Elizabeth de Souza

Sleeping in the Fire: The Black Artist in America is a forthcoming book that uses the life of McCleary “Bunch” Washington, late father of author Elizabeth de Souza, to illumine stories about African-American visual artists of the past and present. The project as a whole has three parts—a creative nonfiction book, a traveling exhibition featuring select artists profiled in the book, and a short documentary film.

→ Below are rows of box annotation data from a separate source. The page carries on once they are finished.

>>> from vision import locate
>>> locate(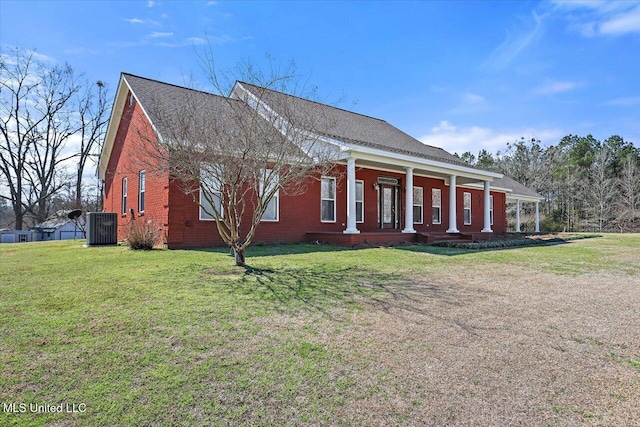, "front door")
[380,185,397,228]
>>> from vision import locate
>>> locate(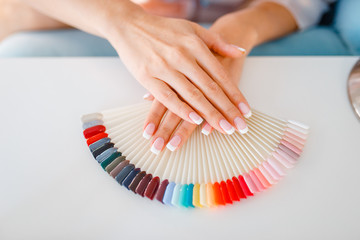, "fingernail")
[189,112,203,125]
[201,123,211,136]
[143,93,151,99]
[239,103,252,118]
[150,137,164,155]
[234,117,249,134]
[220,119,235,135]
[143,123,155,139]
[166,135,181,152]
[231,44,246,54]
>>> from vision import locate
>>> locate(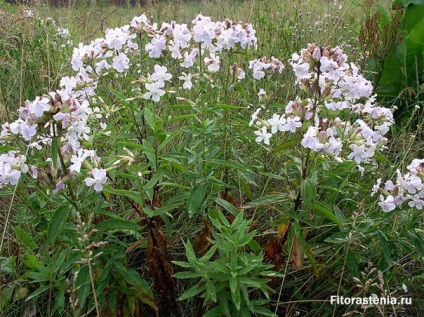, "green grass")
[0,0,424,316]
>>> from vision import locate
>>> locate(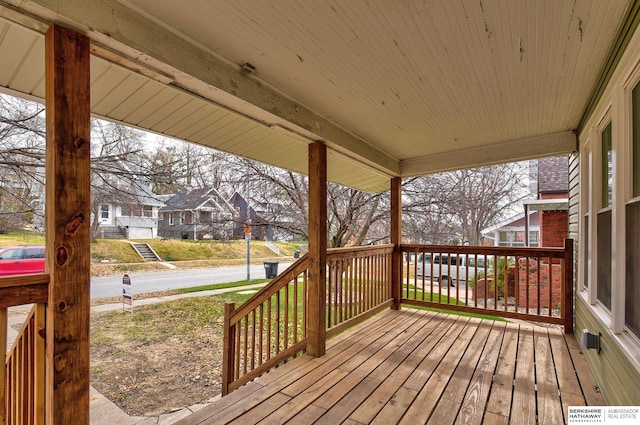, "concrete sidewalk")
[7,283,266,425]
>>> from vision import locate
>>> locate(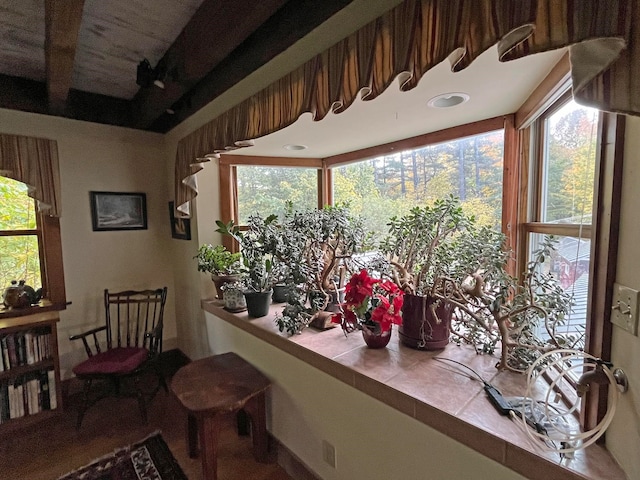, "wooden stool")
[171,353,270,480]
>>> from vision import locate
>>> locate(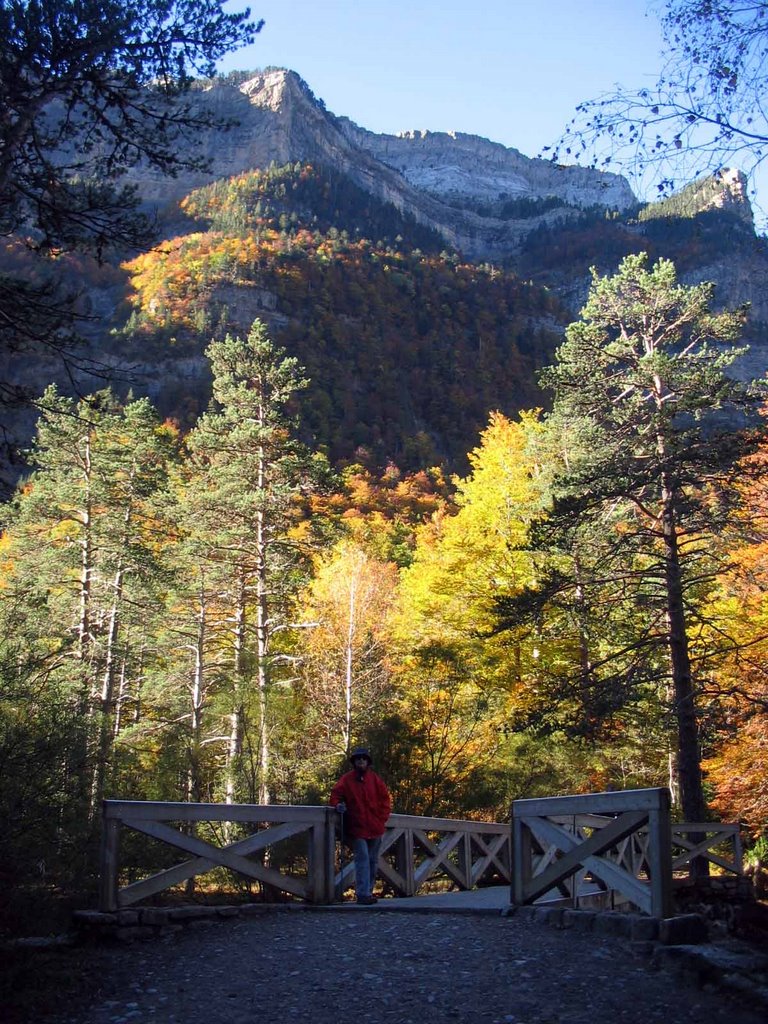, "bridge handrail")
[511,786,672,918]
[99,800,512,910]
[512,787,742,916]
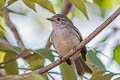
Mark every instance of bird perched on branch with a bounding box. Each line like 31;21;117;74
47;14;92;76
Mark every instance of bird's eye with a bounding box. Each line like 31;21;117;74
57;18;60;21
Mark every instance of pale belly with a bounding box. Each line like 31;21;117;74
52;30;80;56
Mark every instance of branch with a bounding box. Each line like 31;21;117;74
2;7;25;50
3;8;120;78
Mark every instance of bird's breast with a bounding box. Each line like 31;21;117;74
52;29;80;56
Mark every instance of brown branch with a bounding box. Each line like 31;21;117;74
2;7;24;50
3;8;120;78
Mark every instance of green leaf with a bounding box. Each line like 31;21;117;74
10;47;22;54
7;9;25;15
70;0;89;19
23;0;36;12
3;77;19;80
113;44;120;64
0;0;4;8
0;44;22;54
20;73;47;80
100;34;111;42
25;54;44;70
115;77;120;80
87;50;105;69
34;48;54;62
8;0;17;6
60;62;77;80
30;0;55;14
102;73;114;80
90;71;104;80
4;51;18;75
93;0;113;16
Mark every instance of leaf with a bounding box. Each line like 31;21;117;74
70;0;89;19
90;71;104;80
23;0;36;12
20;73;47;80
0;0;4;8
4;51;18;75
87;50;105;69
8;0;17;6
3;77;19;80
30;0;55;14
113;44;120;64
93;0;113;17
60;62;77;80
115;77;120;80
34;48;54;62
7;9;25;15
100;34;111;42
102;73;114;80
25;54;44;70
0;51;6;63
10;47;22;54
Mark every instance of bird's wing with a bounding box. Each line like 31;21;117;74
73;27;87;61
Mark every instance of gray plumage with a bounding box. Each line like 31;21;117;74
48;14;92;76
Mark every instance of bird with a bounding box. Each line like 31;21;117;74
47;14;92;76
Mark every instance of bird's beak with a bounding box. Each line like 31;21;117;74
47;18;54;21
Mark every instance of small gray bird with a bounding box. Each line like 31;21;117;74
47;14;92;76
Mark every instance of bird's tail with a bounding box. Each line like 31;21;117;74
74;56;92;76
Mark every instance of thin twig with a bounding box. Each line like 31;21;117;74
3;8;120;78
2;7;25;50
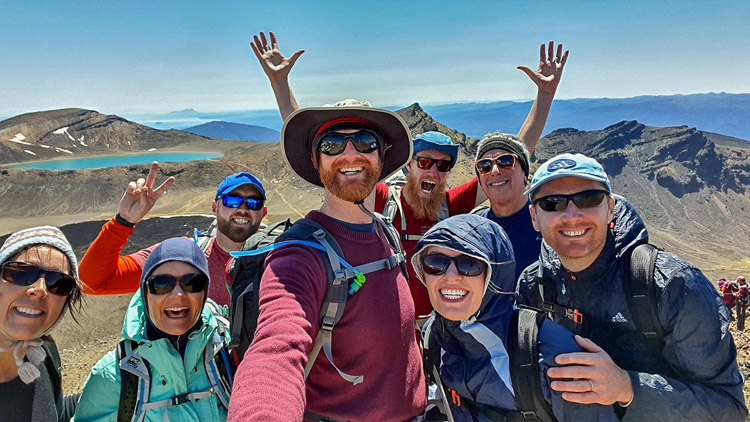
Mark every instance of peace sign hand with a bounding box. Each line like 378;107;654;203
117;161;175;224
250;32;305;81
517;41;570;94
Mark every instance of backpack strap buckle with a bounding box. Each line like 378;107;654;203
521;410;539;421
565;308;583;324
385;252;404;270
172;394;191;406
320;316;336;333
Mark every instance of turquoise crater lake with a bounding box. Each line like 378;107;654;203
8;152;221;170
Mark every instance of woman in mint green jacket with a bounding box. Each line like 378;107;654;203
73;238;232;422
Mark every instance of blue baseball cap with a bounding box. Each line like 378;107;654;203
413;132;458;164
214;173;266;201
524;153;612;199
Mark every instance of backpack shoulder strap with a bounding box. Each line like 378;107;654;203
469;205;489;215
508;308;555;422
116;339;151;422
203;328;237;409
284;218;364;385
438;195;451;221
42;335;63;415
422;315;454;422
383;185;406;232
624;243;664;355
193;218;218;253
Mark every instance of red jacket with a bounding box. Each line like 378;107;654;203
721;281;739;307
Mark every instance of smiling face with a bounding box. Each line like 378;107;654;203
212;185;266;243
0;245;71;340
403;150;451;220
529;177;615;272
146;261;206;336
316;128;381;202
479;149;526;217
422;246;487;321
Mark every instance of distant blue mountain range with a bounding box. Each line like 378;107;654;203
129;92;750;140
422;93;750;140
183;121;281;142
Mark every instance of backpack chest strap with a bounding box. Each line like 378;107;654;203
398;229;422;242
141;387;217;413
346;252;406;279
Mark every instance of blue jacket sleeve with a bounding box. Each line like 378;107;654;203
623;252;748;422
539;320;618;422
71;351;120;422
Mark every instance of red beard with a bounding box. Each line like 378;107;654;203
403;172;448;221
318;158;380;202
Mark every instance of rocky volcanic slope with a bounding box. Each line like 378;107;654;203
0;107;750;275
534;121;750;270
0;108;234;164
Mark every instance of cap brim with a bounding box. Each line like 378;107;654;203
281;107;412;186
523;171;612;198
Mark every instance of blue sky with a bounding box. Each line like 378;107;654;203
0;0;750;117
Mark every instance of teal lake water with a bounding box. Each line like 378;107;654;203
9;152;221;170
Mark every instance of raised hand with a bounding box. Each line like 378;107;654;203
547;336;633;405
117;161;175;224
517;41;570;94
250;32;305;83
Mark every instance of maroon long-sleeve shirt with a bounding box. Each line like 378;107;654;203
229;211;426;422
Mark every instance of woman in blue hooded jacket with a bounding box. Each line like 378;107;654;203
411;214;617;422
73;238;231;422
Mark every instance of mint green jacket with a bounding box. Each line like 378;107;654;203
71;291;229;422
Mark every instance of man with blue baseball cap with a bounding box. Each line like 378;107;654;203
80;162;267;305
517;154;748;421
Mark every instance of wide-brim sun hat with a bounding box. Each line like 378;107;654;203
281;99;412;187
524;153;612;199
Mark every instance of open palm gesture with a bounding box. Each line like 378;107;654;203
250;32;305;80
517;41;570;93
117;161;175;224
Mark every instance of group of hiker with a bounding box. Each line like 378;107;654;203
0;33;748;421
716;275;750;331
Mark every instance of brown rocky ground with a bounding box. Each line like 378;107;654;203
729;322;750;407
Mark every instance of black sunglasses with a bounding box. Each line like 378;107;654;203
474;154;516;174
315;129;380;155
419;253;487;277
146;273;208;295
220;195;263;211
533;189;609;212
414;155;453;173
0;261;76;296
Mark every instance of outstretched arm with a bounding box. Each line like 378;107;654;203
78;162;175;295
250;32;305;119
518;41;569;154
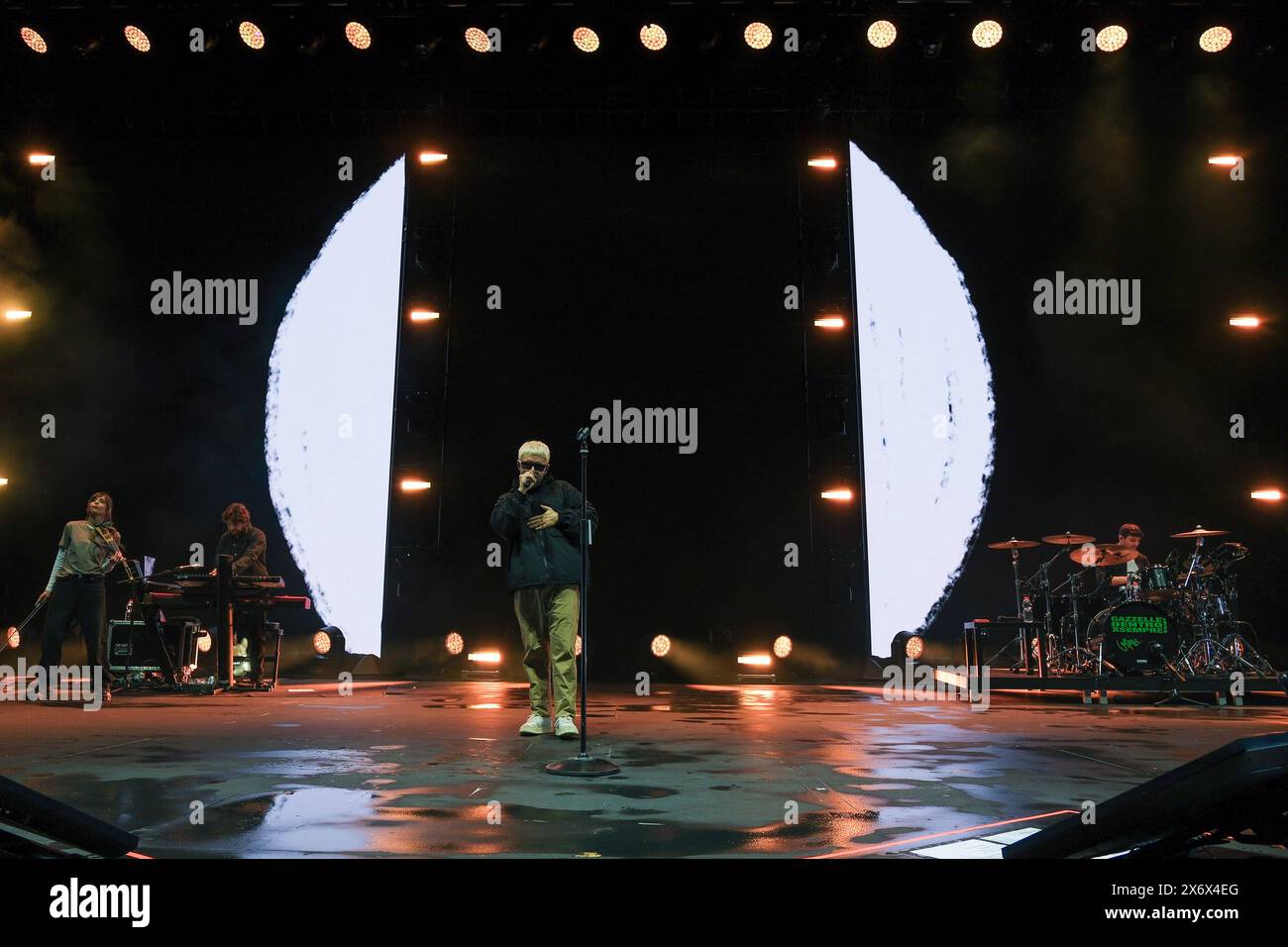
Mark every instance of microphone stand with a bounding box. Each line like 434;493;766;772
546;428;622;776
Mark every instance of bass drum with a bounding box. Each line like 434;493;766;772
1096;601;1180;674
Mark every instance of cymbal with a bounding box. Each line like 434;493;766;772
1172;526;1231;540
1042;532;1096;546
988;536;1042;549
1069;543;1140;566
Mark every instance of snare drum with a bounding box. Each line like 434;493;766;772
1143;563;1176;601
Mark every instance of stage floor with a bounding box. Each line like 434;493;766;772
0;682;1288;858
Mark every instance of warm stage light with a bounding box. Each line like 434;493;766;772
970;20;1002;49
742;21;774;49
572;26;599;53
640;23;666;53
868;20;899;49
237;20;265;49
18;26;49;53
1199;26;1234;53
125;26;152;53
1096;26;1127;53
344;20;371;49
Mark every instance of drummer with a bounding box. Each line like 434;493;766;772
1096;523;1149;598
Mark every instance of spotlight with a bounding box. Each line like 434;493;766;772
868;20;899;49
18;26;49;53
572;26;599;53
640;23;666;53
344;20;371;49
237;20;265;51
890;631;926;661
970;20;1002;49
1096;26;1127;53
1199;26;1234;53
742;21;774;49
125;26;152;53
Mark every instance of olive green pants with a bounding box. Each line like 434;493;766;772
514;585;581;717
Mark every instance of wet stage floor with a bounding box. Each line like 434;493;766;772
0;682;1288;858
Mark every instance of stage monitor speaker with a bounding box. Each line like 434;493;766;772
1002;733;1288;858
0;776;139;858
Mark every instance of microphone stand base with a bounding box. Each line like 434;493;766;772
546;753;622;776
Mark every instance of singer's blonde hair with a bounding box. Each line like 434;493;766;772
519;441;550;464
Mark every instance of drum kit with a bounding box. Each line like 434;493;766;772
988;526;1274;681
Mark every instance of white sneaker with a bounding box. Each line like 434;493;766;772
519;711;550;737
555;716;581;740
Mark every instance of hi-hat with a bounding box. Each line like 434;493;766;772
1069;543;1140;566
988;536;1042;549
1042;532;1096;546
1172;526;1231;540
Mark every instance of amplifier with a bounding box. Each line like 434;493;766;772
107;618;201;674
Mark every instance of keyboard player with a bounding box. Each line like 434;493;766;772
215;502;268;686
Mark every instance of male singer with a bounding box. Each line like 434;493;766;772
492;441;599;740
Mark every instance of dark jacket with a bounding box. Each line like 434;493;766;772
215;526;268;576
490;479;599;591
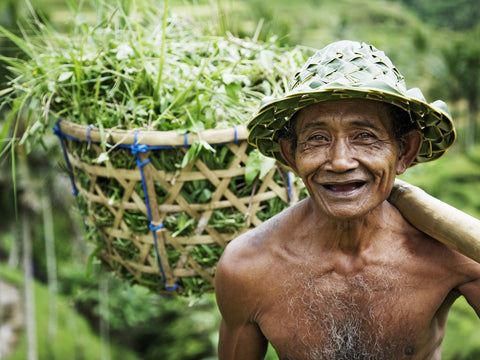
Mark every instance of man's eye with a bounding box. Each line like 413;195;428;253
357;132;374;139
310;134;327;141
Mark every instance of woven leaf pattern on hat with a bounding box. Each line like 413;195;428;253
248;40;456;164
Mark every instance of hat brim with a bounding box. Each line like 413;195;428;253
247;83;456;165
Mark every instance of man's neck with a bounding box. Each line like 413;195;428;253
311;201;399;255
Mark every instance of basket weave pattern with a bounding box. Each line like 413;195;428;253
58;121;302;293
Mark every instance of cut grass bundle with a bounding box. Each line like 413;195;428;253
2;0;308;295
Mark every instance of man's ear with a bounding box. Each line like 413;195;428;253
278;139;298;173
397;130;423;175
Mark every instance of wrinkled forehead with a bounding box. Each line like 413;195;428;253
290;99;396;132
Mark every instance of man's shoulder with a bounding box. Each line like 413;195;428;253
217;200;304;281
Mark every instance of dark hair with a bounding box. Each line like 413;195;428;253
278;103;417;155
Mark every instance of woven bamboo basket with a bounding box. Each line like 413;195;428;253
55;120;303;295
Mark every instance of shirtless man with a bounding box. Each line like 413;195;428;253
216;42;480;360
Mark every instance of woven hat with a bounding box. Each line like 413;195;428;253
247;40;456;165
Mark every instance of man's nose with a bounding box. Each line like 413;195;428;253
325;140;358;172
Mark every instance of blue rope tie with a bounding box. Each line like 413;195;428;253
87;125;95;143
130;129;178;291
53;119;244;291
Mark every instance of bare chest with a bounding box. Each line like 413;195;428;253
259;269;448;360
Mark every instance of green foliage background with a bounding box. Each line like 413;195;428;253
0;0;480;360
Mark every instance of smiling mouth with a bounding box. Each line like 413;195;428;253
323;181;365;194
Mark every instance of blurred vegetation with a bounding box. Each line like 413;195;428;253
0;0;480;360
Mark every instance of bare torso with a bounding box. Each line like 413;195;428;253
219;198;480;360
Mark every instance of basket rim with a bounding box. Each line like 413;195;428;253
57;119;248;147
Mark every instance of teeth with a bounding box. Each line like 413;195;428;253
326;183;362;192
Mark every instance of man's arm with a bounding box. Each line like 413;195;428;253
458;264;480;318
215;239;268;360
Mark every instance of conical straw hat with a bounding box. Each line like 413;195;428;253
247;40;456;164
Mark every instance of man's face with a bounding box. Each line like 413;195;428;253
284;99;408;220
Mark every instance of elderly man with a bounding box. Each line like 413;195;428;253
216;41;480;360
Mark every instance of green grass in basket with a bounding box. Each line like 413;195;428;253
0;0;310;294
0;0;307;153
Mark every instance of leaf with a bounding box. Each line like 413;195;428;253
58;71;73;82
245;149;275;185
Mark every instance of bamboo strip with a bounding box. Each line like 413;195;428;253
60;121;248;147
389;180;480;263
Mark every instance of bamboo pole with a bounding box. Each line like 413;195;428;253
388;179;480;263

Born in 1937, Bunch Washington was an African-American visual artist and author. His 1973 release The Art of Romare Bearden: The Prevalence of Ritual was the first major book on a black artist. Published by the legendary Harry Abrams, the luxurious eight-pound volume was an instant classic that helped vault Bearden into the ranks of America’s greatest artists. Sadly, while Bunch’s book was becoming a collector’s prize, its authorship was persistently attributed to others. Without gallery representation for his own artwork, Bunch struggled to earn a living wage. Eventually, a mental health crisis a lifetime in the making forced him into the streets of NYC.

Titled after the journal Bunch kept during those harrowing years, Sleeping in the Fire explores the mystifying link between art, culture, and mental health. Many of the inquiries contained in its pages, revealed through a decade’s worth of interviews and experiences, are now both fueling and confounding our national dialogue about race and social justice. One voice has rarely been invited into this conversation—the black artist in America. Perhaps its time we ask—and listen.